Calling Mathew Burtners work experimental is like calling the pope catholic. The Wire has called it “some of the most eerily effective electro-acoustic music I’ve heard.” We’ll just call it a truly outstanding musical experience. This a tribute of sort to Sonny Rollins’s Saxophone Colossus, a record that stands has a landmark of sax music. The music here is adventurous and highly technical, but don’t let the academic talk scare you off this is an amazing record. A dronal landscape of staggering proportion.

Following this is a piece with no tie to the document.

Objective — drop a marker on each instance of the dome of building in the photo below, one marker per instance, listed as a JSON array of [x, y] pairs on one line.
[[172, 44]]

Burtner plays a metasaxaphone an instrument of his creation a human-computer instrument, a special microphone for composing with saxophone feedback, along with new methods of physical modeling synthesis. The Baltimore Sun wrote of Burtner, “This music explores worlds no Saxaphone has gone before.“ and yes in case you were curious, the Pope is Catholic.
COMPUTER MUSIC JOURNAL
Metasaxophone Colossus is a tour de force showcase for composer, performer, and instrument-inventor, Matthew Burtner. It is a compact disc that pays homage to the great Sonny Rollins’s 1956 album, Saxophone Colossus, while bringing together Mr. Burtner’s primary work from the last few years and thereby providing a bookend to his 1999 release, Portals of Distortion (innova 526). If you have been anywhere near the computer music scene in the recent past, you have likely heard one or more of these memorable pieces performed live by Mr. Burtner on his elegantly home-brewed Metasaxophone. Anything you give up in hearing them on CD is quickly accounted for by the delight of having them collected in one place. At a time when many alternate controllers and extended instruments surface just long enough for a single piece or performance, it is a rare luxury for us as listeners and scholars that Mr. Burtner has developed a legitimate repertoire for his instrument, one that is both carefully crafted and finely documented on this new CD. Ironically, the originality and even existence of Metasaxophone Colossus is most likely the result of Mr. Burtner giving up the saxophone for several years earlier in his life, frustrated with the conventional techniques and repertoire it then embodied for him. When he finally returned to it, he did so with a Xenakis-inspired commitment to always forget one’s previous creations and start fresh. That spirit is undeniably evident on this fine disc, which should prove equally inspiring to performers, composers, tinkerers, and inventors, while also challenging and rewarding listeners from a variety of musical backgrounds.
By Peter Swendsen
Burtner here treats the ear more to improvisation on the use and shape of the sax perhaps more so than improvisations on a melody. "S-Morphe-S" is landscape-wide palette of tone coloring done with "singing bowl soprano saxophone hybrid computer instrument." The 9-minute piece is disembodied and floating.
By Tom Schulte
VITAL WEEKLY, July, 2004, Amsterdam, Netherlands
"So my love of the saxophone is virtually non-existent, what would I think of Burtner's CD? Pun intended, but it blew me away. The saxophone is indeed there to be recognized, but there is so much more happening, from the singing bowl like textures of the opening piece 'S-Morphe-S' to the walls of feedback of 'Delta' and the creepy dark textures of 'S-Trance-S'.”